Artificial intelligence gets a bad rap in pop culture. Whenever A.I. is mentioned in the news, the running joke is that humanity is near a Terminator-esque scenario where A.I. weapons take over the world. The truth, at least circa 2016, is much less entertaining — and, fortunately, much safer for the human race. Taking this more grounded approach to computer intelligence, how can it be used for business? And how can you strike a balance between automation and human decision-making?
Let’s start by defining what A.I. actually is. The push for intelligent machines can be broken down into two schools of thought:
Artificial Intelligence: There are those who believe believe in fully autonomous machines, ones that can be taught to replace human functions, weighing different variables and making educated, thoughtful decisions. One great example of this in popular culture is the android Data from Star Trek: The Next Generation.
Intelligence Amplification: Others seek something slightly different from A.I., instead looking at intelligent machines as tools for humanity. In a way, we’ve been using I.A. in crude forms for years, from the abacus to calculators to Google’s predictive search text. I.A. looks more at the level of computing than the level of intelligence, and could theoretically be anything from an implant that boosts brain function to a computer program that offers predictions based on trends.
In both cases, the goal is to boost the capabilities of humanity through the use of computer processors. But while both have their lofty sci-fi-themed end goals, the current capabilities are a little more down to earth — and their functions for the business landscape are quite different. There is a time and place for each to fit in, but it all depends on the proper balance between human intelligence and artificial intelligence.

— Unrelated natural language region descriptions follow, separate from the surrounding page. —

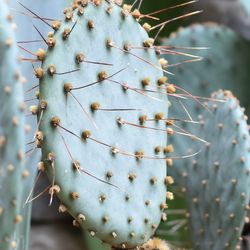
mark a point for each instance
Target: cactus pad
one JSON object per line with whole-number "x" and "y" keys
{"x": 12, "y": 141}
{"x": 216, "y": 181}
{"x": 96, "y": 94}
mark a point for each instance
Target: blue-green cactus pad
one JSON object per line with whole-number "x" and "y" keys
{"x": 128, "y": 214}
{"x": 12, "y": 141}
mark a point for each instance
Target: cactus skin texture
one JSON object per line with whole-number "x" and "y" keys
{"x": 105, "y": 211}
{"x": 215, "y": 183}
{"x": 12, "y": 136}
{"x": 224, "y": 64}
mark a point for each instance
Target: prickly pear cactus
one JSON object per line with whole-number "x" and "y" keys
{"x": 97, "y": 93}
{"x": 215, "y": 183}
{"x": 12, "y": 141}
{"x": 224, "y": 63}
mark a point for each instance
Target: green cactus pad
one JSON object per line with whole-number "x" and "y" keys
{"x": 224, "y": 64}
{"x": 99, "y": 158}
{"x": 12, "y": 141}
{"x": 215, "y": 183}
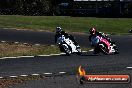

The current capability for fully autonomous machines allows A.I. to thrive in situations with a structure, a clearly defined goal, and limited inputs and outputs to consider. In these contexts, A.I. may be able to calculate all of the inputs and outputs, process them through an elaborate algorithm, and make a decision that produces the most benefits or solves a problem. If this algorithm is repeatable and the variables are controlled despite their variation, A.I. is extremely well-suited for this task. A theoretical example would be a parts distribution machine at a manufacturing plant. If the A.I. could have a central database of all designs and required parts (structure), along with real-time feedback of usage on the manufacturing floor and urgent requests (controlled variables), it could process and prioritize parts distribution in the most efficient way for just-in-time engineering (clearly defined goal). The A.I. is making an intelligent and autonomous decision at a speed much faster than humans could, and with much more precision and consistency. With proper usage, A.I. machines can minimize, or even eliminate, certain types of accidents, injuries, and delays.
On the other hand, a human may employ I.A. to handle all of the processing of information, allowing for a quick overview of gathered data points — something that would have taken days by hand — so the human mind can weigh the pros and cons to craft a final decision. Of course, most real-world decisions don’t operate with as many constraints or finite variables as the example above. In fact, many businesses have to take in nearly unlimited factors without a clear problem or goal. A good example is the decision of whether to buy and absorb a smaller business.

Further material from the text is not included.